When it comes to men’s fashion and style, the 1940s offers plenty of inspiration for hairstyles, clothing and accessories. These classic motifs can add a touch of quiet elegance and masculine sophistication to any gentleman’s appearance. 1940s charm can still be seen today in the subtle updating of iconic, military-based influences juxtaposed with a refined 1930s sentiment and finished with a more contemporary “rugged” touch.
Today’s popular vintage hairstyles are a nod to past cultural icons, such as Frank Sinatra, James Cagney, Cary Grant, Humphrey Bogart and Edward G. Robinson. This trend has even been picked up in recent nostalgic films and television shows such as The Great Gatsby, Downton Abbey, Boardwalk Empire and Inglorious Basterds.

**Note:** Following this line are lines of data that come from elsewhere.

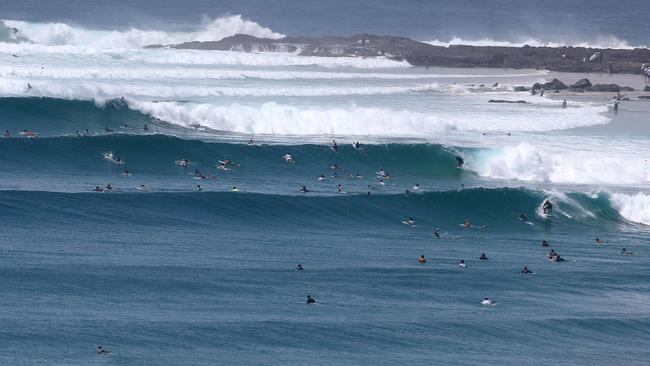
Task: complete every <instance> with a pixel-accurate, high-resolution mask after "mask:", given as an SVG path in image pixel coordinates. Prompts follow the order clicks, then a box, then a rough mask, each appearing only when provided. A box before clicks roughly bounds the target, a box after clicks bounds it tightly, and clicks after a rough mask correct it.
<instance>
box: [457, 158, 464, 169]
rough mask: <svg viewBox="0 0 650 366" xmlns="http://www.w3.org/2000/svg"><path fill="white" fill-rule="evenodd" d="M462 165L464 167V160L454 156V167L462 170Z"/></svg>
mask: <svg viewBox="0 0 650 366" xmlns="http://www.w3.org/2000/svg"><path fill="white" fill-rule="evenodd" d="M463 165H465V160H463V158H461V157H460V156H458V155H456V167H457V168H462V167H463Z"/></svg>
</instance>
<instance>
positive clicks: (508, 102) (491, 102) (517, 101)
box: [488, 99, 527, 104]
mask: <svg viewBox="0 0 650 366" xmlns="http://www.w3.org/2000/svg"><path fill="white" fill-rule="evenodd" d="M488 103H516V104H520V103H527V102H526V101H525V100H503V99H490V100H488Z"/></svg>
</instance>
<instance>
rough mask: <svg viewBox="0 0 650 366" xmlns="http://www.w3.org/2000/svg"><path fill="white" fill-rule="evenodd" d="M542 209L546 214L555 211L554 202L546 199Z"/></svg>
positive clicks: (547, 213) (542, 210) (544, 202)
mask: <svg viewBox="0 0 650 366" xmlns="http://www.w3.org/2000/svg"><path fill="white" fill-rule="evenodd" d="M542 211H543V212H544V215H550V214H551V213H552V212H553V204H552V203H551V201H549V200H546V201H544V204H543V205H542Z"/></svg>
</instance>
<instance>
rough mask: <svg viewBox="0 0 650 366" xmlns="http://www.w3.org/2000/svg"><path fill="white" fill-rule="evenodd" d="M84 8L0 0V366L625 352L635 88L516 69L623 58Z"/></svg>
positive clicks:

Check out some of our barbershop franchise’s favorite 40s-era vintage haircuts:
The Contrast Weight Line/Comb-over Cut
The Contrast Weight Line haircut is a great choice for curly or wavy hair as this cut is all about showing off hair movement through the asymmetrical cut. Parted heavily to one side, it also suits men with a lot of length or unruly crowns. The heavy weight on one side and the tight, clipped edges provide a complimentary style across all angles. This is an edgy look that is easy to mix up, and it plays well with mustaches and beards for a neo-lumberjack feel. A good example of a vintage Contrast Weight Line hair cut is shown on Eddie Redmayne in 2015’s The Danish Girl. Modern versions feature more drastic clips and asymmetrical lines.
The Ivy League Cut
This classic haircut sports short back and sides, and a tapered, longer front. This graduated cut, known for its popularity among Ivy League undergraduates of the 40s and 50s, is essentially a longer version of a Crew Cut. While it still has the shorter sides and back of a Crew Cut, the top and front is longer than the crown, giving it a wedge-shaped profile from the side. When the front is left longer, it can be styled higher, in a pompadour, slicked straight back, or parted and partially slicked back. Cary Grant’s iconic waves were a classic Ivy League look.

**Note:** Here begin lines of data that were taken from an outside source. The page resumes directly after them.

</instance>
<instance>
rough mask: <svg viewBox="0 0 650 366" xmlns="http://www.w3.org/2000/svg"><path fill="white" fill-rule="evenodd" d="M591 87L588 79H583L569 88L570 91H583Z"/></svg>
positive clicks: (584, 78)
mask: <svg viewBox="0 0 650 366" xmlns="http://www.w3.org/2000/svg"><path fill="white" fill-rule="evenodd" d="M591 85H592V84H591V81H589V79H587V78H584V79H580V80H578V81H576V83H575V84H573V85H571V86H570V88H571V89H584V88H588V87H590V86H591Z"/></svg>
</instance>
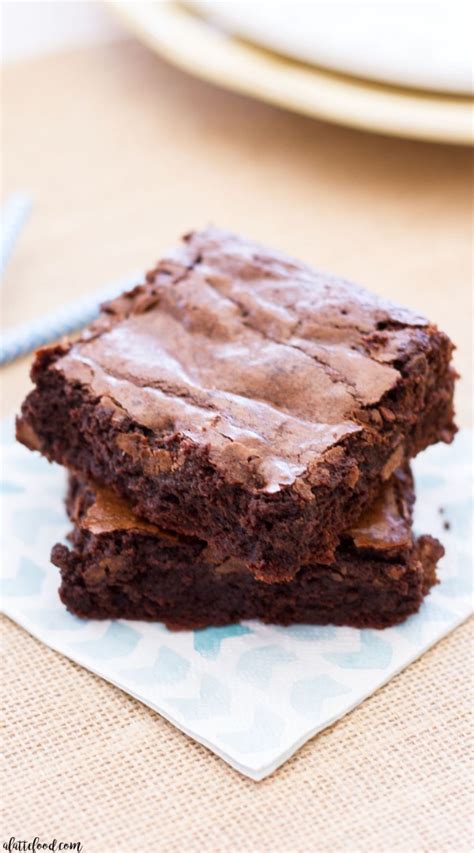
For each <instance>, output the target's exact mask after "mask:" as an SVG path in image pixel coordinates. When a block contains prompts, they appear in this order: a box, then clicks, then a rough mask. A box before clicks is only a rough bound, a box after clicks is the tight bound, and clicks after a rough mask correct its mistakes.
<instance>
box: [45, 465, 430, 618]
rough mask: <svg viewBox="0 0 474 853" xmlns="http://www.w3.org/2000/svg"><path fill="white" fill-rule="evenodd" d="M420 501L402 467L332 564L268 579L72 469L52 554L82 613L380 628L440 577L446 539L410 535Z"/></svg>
mask: <svg viewBox="0 0 474 853" xmlns="http://www.w3.org/2000/svg"><path fill="white" fill-rule="evenodd" d="M413 501H414V494H413V483H412V479H411V475H410V473H409V471H408V470H405V471H401V470H400V471H397V472H396V473H395V474H394V475H393V476H392V478H391V479H390V481H389V482H388V483H387V484H386V485H385V487H384V489H383V492H382V493H381V495H380V496H379V498H378V499H377V501H375V502H374V504H373V506H372V507H371V508H370V510H368V511H367V512H366V513H365V514H364V516H363V517H362V518H361V519H360V521H359V523H358V525H356V526H354V527H353V528H351V529H350V530H349V531H347V532H346V533H345V534H344V536H343V537H342V539H341V543H340V545H339V548H338V550H337V554H336V559H335V562H334V564H333V565H332V566H321V565H318V564H317V563H311V564H308V565H305V566H303V567H302V568H301V569H300V570H299V572H298V574H297V575H296V577H294V578H293V580H291V581H289V582H276V583H275V582H274V583H266V582H264V581H259V580H257V579H256V578H255V577H254V576H253V574H252V573H251V572H250V571H249V570H248V567H247V566H246V565H245V562H244V561H242V560H240V561H239V560H238V559H236V558H235V557H232V556H230V557H228V558H227V559H225V560H216V554H215V550H214V549H213V548H212V543H206V542H204V541H202V540H198V539H196V538H194V537H189V536H182V535H181V536H179V535H175V534H170V533H169V532H167V531H164V530H162V529H161V528H159V527H157V526H156V525H152V524H150V523H149V522H146V521H143V520H142V519H139V518H137V517H135V516H134V515H133V512H132V510H131V507H130V505H129V504H128V503H127V502H126V501H124V500H123V499H120V498H117V496H116V495H115V494H114V493H113V492H111V491H110V490H106V489H103V488H100V487H96V486H95V485H94V484H91V483H87V482H85V481H84V480H81V479H80V478H78V477H75V476H72V477H71V482H70V488H69V494H68V499H67V507H68V512H69V515H70V517H71V520H72V521H73V523H74V528H73V531H72V533H71V535H70V540H71V547H70V548H68V547H66V546H65V545H56V546H55V547H54V549H53V554H52V559H53V562H54V563H55V564H56V565H57V566H59V568H60V570H61V577H62V583H61V588H60V595H61V598H62V600H63V601H64V602H65V604H66V605H67V606H68V608H69V609H70V610H71V611H72V612H74V613H77V614H78V615H79V616H85V617H91V618H131V619H151V620H160V621H164V622H165V623H166V624H167V625H168V626H169V627H174V628H199V627H205V626H208V625H221V624H227V623H229V622H235V621H240V620H241V619H254V618H256V619H261V620H262V621H265V622H274V623H279V624H284V625H286V624H291V623H295V622H308V623H317V624H326V623H328V622H331V623H334V624H338V625H353V626H358V627H374V628H381V627H386V626H387V625H391V624H395V623H397V622H399V621H401V620H403V619H405V618H406V617H407V616H408V615H409V614H410V613H413V612H415V611H416V610H417V609H418V607H419V606H420V603H421V601H422V599H423V596H424V595H425V594H426V593H427V592H428V590H429V588H430V587H431V586H432V584H433V583H435V581H436V562H437V560H438V559H439V557H440V555H441V554H442V548H441V546H440V545H439V543H438V542H437V541H436V540H434V539H432V538H431V537H420V538H419V539H418V540H417V541H415V540H414V539H413V536H412V531H411V514H412V506H413Z"/></svg>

The Brush/Flair/Square Cut
Similar to the conservative Flat Top haircut, the Brush Cut is longer on top and up front. Think of a Flat Top and Pompadour mashup. The sides and back can be either faded gradually or abruptly, or even clipped down to the skin. Generally, a wide-toothed comb and some type of pomade or other hair treatment is needed to keep the hair lifted, unless the hair is extremely thick. A good example of a Brush Cut style is Val Kilmer’s locks in Top Gun, though Justin Bieber has gone through several different incarnations of the style.
Undercut or Bowl Cut
Popular among German soldiers from WW2, the Undercut is a popular circa late 1940s haircut. This is an easy-care style that really requires little maintenance, and, depending on how it’s cut, is suitable for wavy or straight hair. The hair at the top front and crown is left quite long, while the sides and back are clipped or shaved closely to the earline or above, and there is little to no blending or fade between the two lengths, giving it the typical bowl shape seen on “James Darmody” in Boardwalk Empire.
Long before Mad Men's fictional “Don Draper”, retro style icons have been influencing popular style and culture and adding a vintage twist to modern men’s haircut styles.